Extracting AhsayOBS Wildcard SSL certificate
Overview
If your AhsayOBS server uses a wildcard SSL certificate (e.g. *.yourdomain.com) and you are interested in using a custom domain for your MyClient installation, the following instructions may help in retrieving your wildcard certificate from the AhsayOBS Java Keystore.
Support method
Attach the AhsayOBS keystore file to a support ticket, and we can extract the certificate for you.
Portecle GUI method
To extract the private key from your AhsayOBS keystore file, we recommend using the free software Portecle. This software is cross-platform java.

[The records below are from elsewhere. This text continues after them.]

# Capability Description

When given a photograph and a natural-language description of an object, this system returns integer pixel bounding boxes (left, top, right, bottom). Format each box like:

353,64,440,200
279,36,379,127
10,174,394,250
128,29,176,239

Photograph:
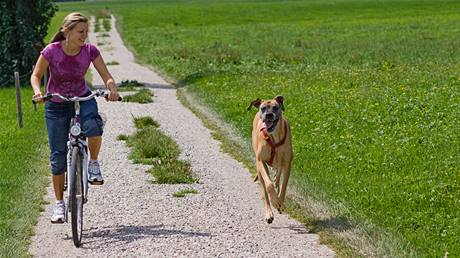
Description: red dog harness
260,123,287,166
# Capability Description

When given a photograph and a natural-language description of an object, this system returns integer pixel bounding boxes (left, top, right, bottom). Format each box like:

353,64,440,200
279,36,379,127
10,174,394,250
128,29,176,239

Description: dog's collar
260,123,287,166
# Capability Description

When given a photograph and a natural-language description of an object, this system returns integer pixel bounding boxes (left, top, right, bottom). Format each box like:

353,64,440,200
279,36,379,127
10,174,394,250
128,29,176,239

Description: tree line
0,0,57,87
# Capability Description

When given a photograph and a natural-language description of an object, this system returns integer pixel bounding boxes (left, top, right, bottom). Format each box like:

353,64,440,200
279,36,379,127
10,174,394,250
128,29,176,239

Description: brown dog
248,96,293,223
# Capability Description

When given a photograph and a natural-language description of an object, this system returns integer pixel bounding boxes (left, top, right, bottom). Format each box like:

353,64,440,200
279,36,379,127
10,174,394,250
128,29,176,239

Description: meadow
12,0,460,257
0,87,49,257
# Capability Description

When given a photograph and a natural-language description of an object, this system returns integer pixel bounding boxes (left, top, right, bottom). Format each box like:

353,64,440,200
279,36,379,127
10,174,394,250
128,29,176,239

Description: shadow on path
65,224,212,249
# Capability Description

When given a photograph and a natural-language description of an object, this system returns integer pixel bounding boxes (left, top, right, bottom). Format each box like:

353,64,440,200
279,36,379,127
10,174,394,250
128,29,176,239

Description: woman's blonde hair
51,13,88,43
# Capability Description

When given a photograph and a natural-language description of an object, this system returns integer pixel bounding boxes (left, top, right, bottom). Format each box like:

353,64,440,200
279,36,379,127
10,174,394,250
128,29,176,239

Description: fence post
43,69,48,88
14,72,22,128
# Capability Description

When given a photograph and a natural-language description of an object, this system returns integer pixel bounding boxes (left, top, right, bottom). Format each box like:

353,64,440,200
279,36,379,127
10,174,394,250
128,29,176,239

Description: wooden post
14,72,22,128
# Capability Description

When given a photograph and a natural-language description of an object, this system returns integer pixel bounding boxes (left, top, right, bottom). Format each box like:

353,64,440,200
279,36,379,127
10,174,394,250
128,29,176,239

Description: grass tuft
117,134,128,141
122,117,198,184
149,160,197,184
123,89,153,104
173,189,198,197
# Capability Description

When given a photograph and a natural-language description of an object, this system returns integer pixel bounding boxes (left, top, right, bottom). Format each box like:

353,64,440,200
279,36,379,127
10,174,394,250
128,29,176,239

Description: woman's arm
93,55,119,101
30,55,49,101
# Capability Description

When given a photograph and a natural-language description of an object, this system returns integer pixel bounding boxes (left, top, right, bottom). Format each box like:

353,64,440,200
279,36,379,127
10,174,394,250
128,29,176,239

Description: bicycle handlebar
32,90,123,108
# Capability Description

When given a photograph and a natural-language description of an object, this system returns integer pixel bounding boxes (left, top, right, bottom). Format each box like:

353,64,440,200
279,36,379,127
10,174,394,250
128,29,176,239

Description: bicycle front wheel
69,147,83,247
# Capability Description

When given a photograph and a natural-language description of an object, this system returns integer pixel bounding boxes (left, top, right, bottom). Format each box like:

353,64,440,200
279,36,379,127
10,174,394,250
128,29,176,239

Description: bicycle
32,90,122,247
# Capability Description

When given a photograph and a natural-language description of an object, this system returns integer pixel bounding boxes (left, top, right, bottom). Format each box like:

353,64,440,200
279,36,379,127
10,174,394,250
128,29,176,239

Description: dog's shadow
66,224,211,249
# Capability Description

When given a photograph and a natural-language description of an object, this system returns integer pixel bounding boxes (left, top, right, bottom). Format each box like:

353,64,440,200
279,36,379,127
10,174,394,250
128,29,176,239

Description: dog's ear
248,99,262,111
275,95,284,111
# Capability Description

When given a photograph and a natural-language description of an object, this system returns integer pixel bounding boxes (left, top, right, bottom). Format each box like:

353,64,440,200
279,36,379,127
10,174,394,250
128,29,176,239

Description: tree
0,0,57,86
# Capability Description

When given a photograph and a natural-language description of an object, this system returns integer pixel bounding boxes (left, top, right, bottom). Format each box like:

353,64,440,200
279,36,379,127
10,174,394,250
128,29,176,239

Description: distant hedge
0,0,57,87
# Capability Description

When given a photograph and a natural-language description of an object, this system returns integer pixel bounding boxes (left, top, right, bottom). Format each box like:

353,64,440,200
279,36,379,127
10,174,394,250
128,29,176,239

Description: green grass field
0,88,49,257
5,0,460,257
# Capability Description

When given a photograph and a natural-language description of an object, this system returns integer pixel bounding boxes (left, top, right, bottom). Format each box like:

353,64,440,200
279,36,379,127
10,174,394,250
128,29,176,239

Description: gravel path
29,16,334,257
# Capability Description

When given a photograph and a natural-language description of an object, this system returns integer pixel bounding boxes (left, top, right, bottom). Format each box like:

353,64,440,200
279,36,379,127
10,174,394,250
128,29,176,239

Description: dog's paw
265,216,273,224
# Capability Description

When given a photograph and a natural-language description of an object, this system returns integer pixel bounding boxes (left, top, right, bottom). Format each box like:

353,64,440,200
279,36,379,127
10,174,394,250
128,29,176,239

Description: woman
30,13,119,223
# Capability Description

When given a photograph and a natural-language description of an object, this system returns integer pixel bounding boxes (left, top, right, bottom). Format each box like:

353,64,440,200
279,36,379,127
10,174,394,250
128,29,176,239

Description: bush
0,0,57,86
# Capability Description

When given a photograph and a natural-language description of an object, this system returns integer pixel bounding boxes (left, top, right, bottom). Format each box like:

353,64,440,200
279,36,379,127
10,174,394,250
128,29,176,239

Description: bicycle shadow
69,224,212,249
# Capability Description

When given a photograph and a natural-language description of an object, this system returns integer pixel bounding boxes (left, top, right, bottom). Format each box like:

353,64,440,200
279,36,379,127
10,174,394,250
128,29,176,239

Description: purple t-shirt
41,42,100,102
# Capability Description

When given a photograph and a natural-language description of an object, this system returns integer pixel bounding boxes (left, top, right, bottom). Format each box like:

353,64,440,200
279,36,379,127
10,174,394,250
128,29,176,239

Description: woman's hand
107,90,120,101
32,91,44,103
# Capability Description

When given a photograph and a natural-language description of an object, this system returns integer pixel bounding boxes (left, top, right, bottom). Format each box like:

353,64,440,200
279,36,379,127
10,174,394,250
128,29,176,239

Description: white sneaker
88,160,104,185
51,201,65,224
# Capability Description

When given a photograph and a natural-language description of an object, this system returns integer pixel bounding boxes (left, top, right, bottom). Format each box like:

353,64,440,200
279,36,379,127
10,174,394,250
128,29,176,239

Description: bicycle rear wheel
69,147,83,247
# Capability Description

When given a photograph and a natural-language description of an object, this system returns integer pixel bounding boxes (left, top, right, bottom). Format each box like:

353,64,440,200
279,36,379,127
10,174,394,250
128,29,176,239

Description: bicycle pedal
88,180,104,185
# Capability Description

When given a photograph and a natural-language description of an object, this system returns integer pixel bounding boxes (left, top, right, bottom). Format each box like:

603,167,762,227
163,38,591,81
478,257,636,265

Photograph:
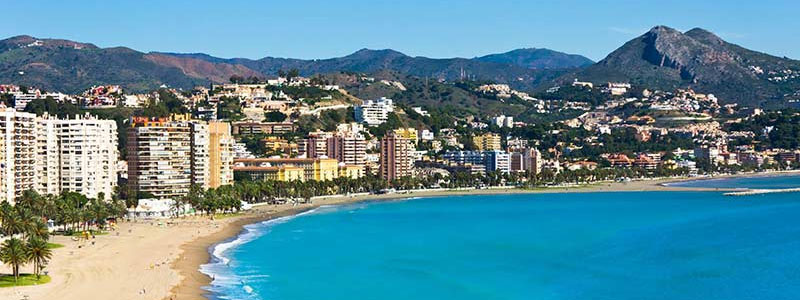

- Launch the applet from the website and browse to your AhsayOBS keystore file.
- Right-click the 'tomcat' certificate and choose 'export', selecting "Private Key and Certificates" in PEM format. The resulting file contains the private key. If you choose to encrypt the resulting output file, please supply us with the password along with the generated output file.
OpenSSL / keytool method
If you would rather use command-line utilities, or if your Linux AhsayOBS server does not use a GUI, you may extract the private key and certificates using keytool (bundled with java) and OpenSSL:
/path/to/java/jre6/bin/keytool -importkeystore -srckeystore /path/to/AhsayOBS/conf/keystore -destkeystore ~/output.p12 -deststoretype PKCS12
Enter a password (e.g. "changeit") for the produced temporary .p12 file, and supply the encryption key for the keystore (default "changeit"). This may produce a series of errors about keytool being unable to export CA certificates - this is fine, however ensure that the line "Entry for alias tomcat successfully imported" appears.
If you can supply us with the produced .p12 file, we can then proceed with installation of the SSL certificate. Otherwise you can extract the private key and certificates in ordinary human-readable PEM format with OpenSSL:
openssl pkcs12 -in ~/output.p12 -out ~/output.pem -nodes
As the .p12 file contains both parts of the matching pair, you could add -nocerts to the OpenSSL command to output only the private key, or add -nokeys to output only the certificate and chain.